MAIN HOMILETICS OF THE PARAGRAPH.—Verses 19, 20.

The Inferiority of the Law.

I. It did not justify but condemn the sinner by revealing his sin.—“It was added because of transgressions” (ver. 19). Law has no remedial efficacy. It reveals and emphasises the fact of sin. It has no terror while it is obeyed. When it is violated then it thunders, and with pitiless severity terrifies the conscience and inflicts unsparing punishment. There is no strain of mercy in its voice, or in the inflexibility of its methods. It surrenders the condemned to an anguish from which it offers no means of escape.
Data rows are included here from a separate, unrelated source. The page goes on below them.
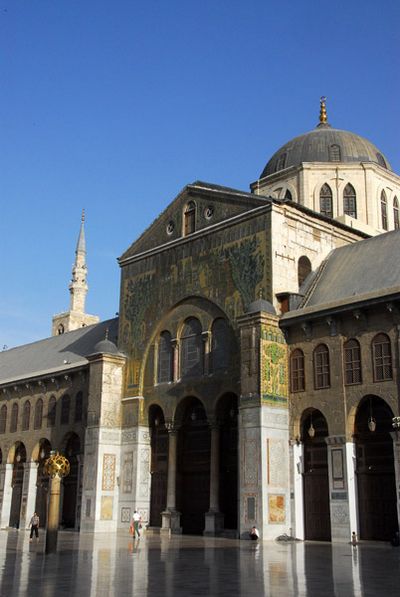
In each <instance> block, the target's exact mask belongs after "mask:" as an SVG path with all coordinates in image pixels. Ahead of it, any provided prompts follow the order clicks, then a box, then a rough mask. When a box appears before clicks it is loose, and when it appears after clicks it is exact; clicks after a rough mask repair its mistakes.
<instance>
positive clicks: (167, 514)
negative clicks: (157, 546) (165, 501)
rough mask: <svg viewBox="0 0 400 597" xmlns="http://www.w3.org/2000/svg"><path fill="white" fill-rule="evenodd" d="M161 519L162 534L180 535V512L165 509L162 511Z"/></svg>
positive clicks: (180, 527) (160, 529)
mask: <svg viewBox="0 0 400 597" xmlns="http://www.w3.org/2000/svg"><path fill="white" fill-rule="evenodd" d="M161 520H162V523H161V529H160V534H161V535H171V534H173V535H180V534H181V533H182V527H181V513H180V512H177V511H176V510H165V512H161Z"/></svg>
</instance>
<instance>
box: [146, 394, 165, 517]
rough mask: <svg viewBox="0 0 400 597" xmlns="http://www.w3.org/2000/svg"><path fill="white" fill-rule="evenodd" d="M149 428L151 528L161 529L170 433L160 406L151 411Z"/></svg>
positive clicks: (163, 507)
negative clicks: (150, 446)
mask: <svg viewBox="0 0 400 597" xmlns="http://www.w3.org/2000/svg"><path fill="white" fill-rule="evenodd" d="M149 427H150V435H151V468H150V474H151V490H150V526H152V527H161V512H163V511H164V510H165V507H166V504H167V481H168V431H167V429H166V427H165V421H164V413H163V411H162V409H161V408H160V407H159V406H156V405H152V406H151V407H150V409H149Z"/></svg>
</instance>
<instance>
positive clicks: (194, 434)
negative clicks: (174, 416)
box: [176, 398, 210, 534]
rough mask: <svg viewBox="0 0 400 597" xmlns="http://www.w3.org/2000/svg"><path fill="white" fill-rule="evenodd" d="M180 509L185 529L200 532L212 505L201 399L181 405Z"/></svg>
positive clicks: (201, 529)
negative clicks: (205, 518)
mask: <svg viewBox="0 0 400 597" xmlns="http://www.w3.org/2000/svg"><path fill="white" fill-rule="evenodd" d="M176 418H177V422H178V424H179V425H180V429H179V434H178V459H177V465H178V467H177V483H176V485H177V493H176V495H177V509H178V511H179V512H181V526H182V532H183V533H187V534H201V533H203V531H204V527H205V516H204V515H205V513H206V512H207V511H208V509H209V504H210V498H209V496H210V428H209V425H208V421H207V416H206V412H205V410H204V407H203V405H202V403H201V402H200V400H198V399H197V398H186V399H185V400H184V401H183V402H181V404H180V405H179V407H178V411H177V417H176Z"/></svg>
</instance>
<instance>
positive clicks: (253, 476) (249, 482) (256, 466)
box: [243, 439, 258, 485]
mask: <svg viewBox="0 0 400 597" xmlns="http://www.w3.org/2000/svg"><path fill="white" fill-rule="evenodd" d="M243 465H244V484H245V485H257V484H258V450H257V442H256V440H253V439H249V440H246V441H245V443H244V458H243Z"/></svg>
It is said that, after the murder of Darnley, some of the wretches who were concerned in it were found wandering about the streets of Edinburgh crying penitently and lamentably for vengeance on those who had caused them to shed innocent blood.
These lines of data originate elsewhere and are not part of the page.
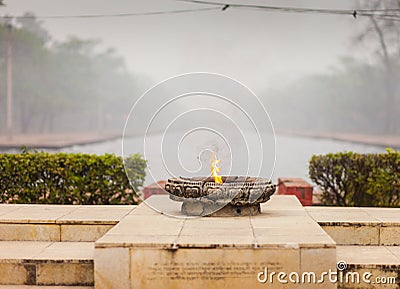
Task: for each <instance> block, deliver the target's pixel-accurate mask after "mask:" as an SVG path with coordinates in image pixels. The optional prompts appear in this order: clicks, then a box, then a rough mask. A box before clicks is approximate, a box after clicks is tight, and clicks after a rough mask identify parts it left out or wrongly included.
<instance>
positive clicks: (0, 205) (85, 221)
mask: <svg viewBox="0 0 400 289" xmlns="http://www.w3.org/2000/svg"><path fill="white" fill-rule="evenodd" d="M135 208H136V206H124V205H121V206H119V205H104V206H98V205H93V206H85V205H17V204H2V205H0V224H1V223H18V224H23V223H28V224H29V223H34V224H41V223H46V224H47V223H49V224H50V223H57V224H65V223H69V224H72V223H73V224H81V223H82V224H103V223H104V224H116V223H117V222H119V221H120V220H121V219H122V218H123V217H124V216H126V215H127V214H129V213H130V212H131V211H132V210H134V209H135Z"/></svg>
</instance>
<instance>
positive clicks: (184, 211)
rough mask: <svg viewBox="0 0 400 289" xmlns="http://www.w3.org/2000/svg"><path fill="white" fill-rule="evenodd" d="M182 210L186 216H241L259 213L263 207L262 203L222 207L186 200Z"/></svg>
mask: <svg viewBox="0 0 400 289" xmlns="http://www.w3.org/2000/svg"><path fill="white" fill-rule="evenodd" d="M181 212H182V214H183V215H186V216H210V217H240V216H255V215H258V214H260V213H261V208H260V204H255V205H246V206H233V205H231V204H227V205H225V206H224V207H222V208H220V207H217V206H215V205H212V204H207V203H202V202H199V201H185V202H183V203H182V207H181Z"/></svg>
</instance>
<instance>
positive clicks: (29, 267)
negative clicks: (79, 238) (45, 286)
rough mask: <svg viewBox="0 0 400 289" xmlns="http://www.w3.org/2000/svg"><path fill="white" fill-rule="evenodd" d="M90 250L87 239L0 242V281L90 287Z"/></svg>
mask: <svg viewBox="0 0 400 289" xmlns="http://www.w3.org/2000/svg"><path fill="white" fill-rule="evenodd" d="M93 251H94V243H91V242H29V241H2V242H0V284H2V285H7V287H6V288H11V287H10V286H9V285H46V286H56V285H57V286H93V284H94V281H93V279H94V277H93V276H94V275H93V274H94V273H93V270H94V269H93ZM0 288H1V287H0ZM17 288H24V287H17ZM26 288H30V287H26ZM32 288H36V287H32ZM46 288H48V287H46ZM78 288H79V287H78ZM81 288H82V287H81ZM81 288H80V289H81ZM82 289H83V288H82Z"/></svg>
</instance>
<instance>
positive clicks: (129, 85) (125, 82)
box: [0, 13, 137, 133]
mask: <svg viewBox="0 0 400 289" xmlns="http://www.w3.org/2000/svg"><path fill="white" fill-rule="evenodd" d="M24 16H25V17H21V18H17V19H16V21H15V23H14V25H13V27H12V31H11V42H12V52H13V58H12V60H13V98H14V124H15V125H14V126H15V128H14V129H15V131H16V132H23V133H25V132H53V131H56V130H57V131H60V130H61V131H71V130H74V131H76V130H80V131H82V130H83V131H87V130H94V129H107V130H115V129H117V130H118V131H121V130H122V127H123V122H124V118H123V117H121V116H123V115H126V114H127V112H128V111H127V106H128V105H129V104H131V99H130V98H131V96H132V95H133V93H134V92H135V90H136V89H137V84H136V82H135V79H134V78H133V77H132V75H131V73H130V72H129V71H128V70H127V69H126V67H125V64H124V61H123V59H121V58H120V57H118V56H117V55H116V53H115V51H113V50H112V49H104V48H101V47H100V46H101V43H100V42H99V41H95V40H83V39H79V38H76V37H71V38H69V39H68V40H66V41H63V42H56V41H54V40H53V39H51V36H50V34H49V33H48V32H47V31H46V30H45V29H44V28H43V26H42V24H41V22H40V21H38V20H37V19H35V17H34V16H33V15H32V14H29V13H27V14H25V15H24ZM7 43H8V30H7V26H6V23H0V71H1V72H2V73H0V130H1V129H2V128H5V115H6V111H5V108H6V87H7V86H6V73H5V72H6V71H7Z"/></svg>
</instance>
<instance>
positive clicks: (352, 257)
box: [336, 246, 400, 267]
mask: <svg viewBox="0 0 400 289" xmlns="http://www.w3.org/2000/svg"><path fill="white" fill-rule="evenodd" d="M393 248H396V247H392V246H337V247H336V254H337V260H343V261H345V262H346V263H347V264H357V265H364V266H367V265H368V266H371V265H373V266H379V265H384V266H386V265H397V266H399V267H400V255H399V254H398V253H399V252H400V251H397V250H396V249H395V250H393V251H392V249H393ZM396 251H397V252H396Z"/></svg>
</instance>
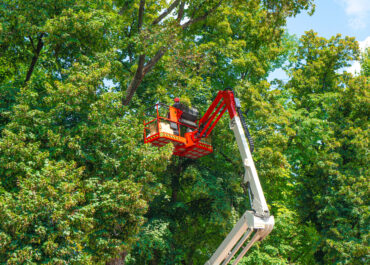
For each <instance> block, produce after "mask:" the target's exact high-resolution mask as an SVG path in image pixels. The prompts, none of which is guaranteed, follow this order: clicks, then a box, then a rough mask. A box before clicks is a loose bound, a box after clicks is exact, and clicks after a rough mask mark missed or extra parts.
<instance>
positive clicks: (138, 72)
mask: <svg viewBox="0 0 370 265" xmlns="http://www.w3.org/2000/svg"><path fill="white" fill-rule="evenodd" d="M144 62H145V55H144V54H143V55H140V56H139V62H138V67H137V69H136V73H135V76H134V78H133V79H132V80H131V83H130V85H129V86H128V88H127V90H126V98H125V99H123V98H122V104H123V105H125V106H127V105H128V104H129V103H130V101H131V99H132V97H133V96H134V94H135V92H136V89H137V88H138V86H139V85H140V84H141V82H142V81H143V78H144V74H143V69H144Z"/></svg>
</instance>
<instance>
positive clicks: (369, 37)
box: [347, 36, 370, 74]
mask: <svg viewBox="0 0 370 265" xmlns="http://www.w3.org/2000/svg"><path fill="white" fill-rule="evenodd" d="M358 44H359V45H360V50H361V52H364V51H365V49H366V48H369V47H370V36H368V37H367V38H366V39H365V40H363V41H359V42H358ZM360 71H361V65H360V62H359V61H354V62H353V64H352V66H350V67H348V69H347V72H350V73H352V74H358V73H360Z"/></svg>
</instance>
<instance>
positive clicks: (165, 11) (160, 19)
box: [152, 0, 180, 25]
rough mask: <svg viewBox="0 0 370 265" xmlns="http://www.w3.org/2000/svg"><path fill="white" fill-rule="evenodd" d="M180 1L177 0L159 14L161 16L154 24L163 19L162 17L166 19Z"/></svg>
mask: <svg viewBox="0 0 370 265" xmlns="http://www.w3.org/2000/svg"><path fill="white" fill-rule="evenodd" d="M179 3H180V0H175V1H174V2H173V3H172V4H171V5H170V6H169V7H168V8H167V9H166V10H165V11H164V12H163V13H162V14H160V15H159V17H157V18H156V19H155V20H154V21H153V23H152V25H157V24H158V23H159V22H161V21H162V19H164V18H165V17H166V16H167V15H168V14H169V13H171V12H172V10H174V9H175V7H176V6H178V4H179Z"/></svg>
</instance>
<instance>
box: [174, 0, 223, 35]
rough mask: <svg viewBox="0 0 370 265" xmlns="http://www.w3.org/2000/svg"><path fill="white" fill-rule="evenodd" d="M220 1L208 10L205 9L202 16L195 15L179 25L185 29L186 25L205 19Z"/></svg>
mask: <svg viewBox="0 0 370 265" xmlns="http://www.w3.org/2000/svg"><path fill="white" fill-rule="evenodd" d="M221 3H222V0H220V1H219V2H218V3H217V4H216V5H215V6H214V7H212V8H211V9H210V10H208V11H206V12H205V13H204V14H203V15H202V16H200V17H197V18H193V19H191V20H189V21H188V22H186V23H185V24H183V25H181V27H182V28H183V29H186V28H187V27H189V26H190V25H192V24H194V23H197V22H199V21H202V20H205V19H206V18H207V17H208V15H209V14H211V13H212V12H214V11H215V10H216V9H217V8H218V7H219V6H220V5H221Z"/></svg>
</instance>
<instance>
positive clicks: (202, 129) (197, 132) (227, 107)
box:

II. It was temporary in its operation.—“Till the seed should come to whom the promise was made” (ver. 19). The work of the law was preparatory and educative. Centuries rolled away and the promised Seed was long in coming, and it seemed as if the world must remain for ever under the tutelage of the law. All the time the law was doing its work. God was long in fulfilling His promise because man was so slow to learn. When Christ, the promised Seed, appeared, the law was superseded. Its work was done. The preparatory gave place to the permanent; the reign of law was displaced by the reign of grace. The claims of the law were discharged once for all.
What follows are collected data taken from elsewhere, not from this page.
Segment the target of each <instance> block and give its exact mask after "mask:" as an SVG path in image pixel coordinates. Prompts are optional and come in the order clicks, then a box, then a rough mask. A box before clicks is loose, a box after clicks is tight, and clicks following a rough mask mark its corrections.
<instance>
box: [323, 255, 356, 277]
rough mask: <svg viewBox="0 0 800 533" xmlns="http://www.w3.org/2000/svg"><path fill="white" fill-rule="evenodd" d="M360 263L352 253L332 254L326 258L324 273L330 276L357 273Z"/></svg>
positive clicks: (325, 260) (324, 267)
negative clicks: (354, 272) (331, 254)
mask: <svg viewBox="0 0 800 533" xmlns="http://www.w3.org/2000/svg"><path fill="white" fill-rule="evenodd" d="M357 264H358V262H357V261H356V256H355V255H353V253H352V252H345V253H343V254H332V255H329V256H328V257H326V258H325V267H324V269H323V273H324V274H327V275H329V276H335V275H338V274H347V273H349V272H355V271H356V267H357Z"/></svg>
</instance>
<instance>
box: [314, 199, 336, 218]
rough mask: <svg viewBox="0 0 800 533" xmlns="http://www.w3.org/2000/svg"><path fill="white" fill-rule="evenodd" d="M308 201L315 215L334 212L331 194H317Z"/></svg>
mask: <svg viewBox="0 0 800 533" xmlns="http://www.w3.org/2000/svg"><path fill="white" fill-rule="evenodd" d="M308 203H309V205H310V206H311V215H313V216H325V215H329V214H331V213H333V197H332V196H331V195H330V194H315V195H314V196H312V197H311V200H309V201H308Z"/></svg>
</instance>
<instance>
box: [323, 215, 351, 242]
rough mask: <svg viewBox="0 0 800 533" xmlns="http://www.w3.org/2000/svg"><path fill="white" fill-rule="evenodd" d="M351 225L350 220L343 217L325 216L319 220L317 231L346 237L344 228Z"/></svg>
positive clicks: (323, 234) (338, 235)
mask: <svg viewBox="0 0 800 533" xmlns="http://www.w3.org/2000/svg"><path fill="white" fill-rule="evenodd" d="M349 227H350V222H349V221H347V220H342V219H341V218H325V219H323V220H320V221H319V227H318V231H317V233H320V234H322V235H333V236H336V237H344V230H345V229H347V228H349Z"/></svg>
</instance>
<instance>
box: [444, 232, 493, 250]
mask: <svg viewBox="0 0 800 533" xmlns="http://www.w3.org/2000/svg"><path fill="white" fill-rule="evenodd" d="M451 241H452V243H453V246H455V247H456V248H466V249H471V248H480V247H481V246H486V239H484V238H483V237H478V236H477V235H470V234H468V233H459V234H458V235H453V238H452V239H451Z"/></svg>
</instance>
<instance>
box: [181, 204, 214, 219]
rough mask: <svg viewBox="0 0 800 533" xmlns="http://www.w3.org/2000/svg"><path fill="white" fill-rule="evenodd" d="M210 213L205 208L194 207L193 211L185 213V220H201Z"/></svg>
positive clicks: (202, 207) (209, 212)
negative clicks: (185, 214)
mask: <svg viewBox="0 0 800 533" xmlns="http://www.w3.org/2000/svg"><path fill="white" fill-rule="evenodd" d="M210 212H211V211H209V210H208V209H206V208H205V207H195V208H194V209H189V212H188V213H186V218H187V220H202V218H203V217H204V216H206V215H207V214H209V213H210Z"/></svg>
III. Its revelation was through intermediaries.—“It was ordained by angels in the hand of a Mediator” (ver. 19). In the Jewish estimation the administration of the law by angels enhanced its splendour, and the pomp and ceremony with which Moses made known the will and character of Jehovah added to the impressiveness and superiority of the law. In the Christian view these very methods were evidences of defect and inferiority. The revelations of God by the law were veiled and intermediate; the revelation by Grace is direct and immediate. Under the law God was a distant and obscured personality, and the people unfit to enter His sacred presence; by the Gospel God is brought near to man and permitted to bask in the radiance of His revealed glory, without the intervention of a human mediator. The law, with its elaborate ceremonial and multiplied exactions, is a barrier between the soul and God.

IV. It was contingent, not absolute, in its primal terms.—“Now a Mediator is not a mediator of one, but God is one” (ver. 20). Where a mediator is necessary unity is wanting—not simply in a numerical but in a moral sense, as a matter of feeling and of aim. There are separate interests, discordant views, to be consulted. This was true of Mosaism. It was not the absolute religion. The theocratic legislation of the Pentateuch is lacking in the unity and consistency of a perfect revelation. Its disclosures of God were refracted in a manifest degree by the atmosphere through which they passed. In the promise God spoke immediately and for Himself. The man of Abraham’s faith sees God in His unity. The legalist gets his religion at second-hand, mixed with undivine elements. He projects on the Divine image confusing shadows of human imperfection (Findlay).

Lessons.—1. The law is powerless to remove the sin it exposes. 2. The law had the defect of all preparatory dispensations. 3. The law imposes conditions it does not help to fulfil.

GERM NOTES ON THE VERSES.

Vers. 19, 20. The Law is for Transgressors.

I. We are taught to examine and search our hearts by the law of God.—1. When any sin is forbidden in any commandment of the law, under it all sins of the same kind are forbidden, all causes of them and all occasions. 2. A commandment negative includes the affirmative, and binds us not only to abstain from evil, but also to do the contrary good. 3. Every commandment must be understood with a curse annexed to it, though the curse be not expressed. 4. We must especially examine ourselves by the first and last commandments. The first forbids the first motions of our hearts against God, and the last forbids the first motions of our hearts against our neighbour.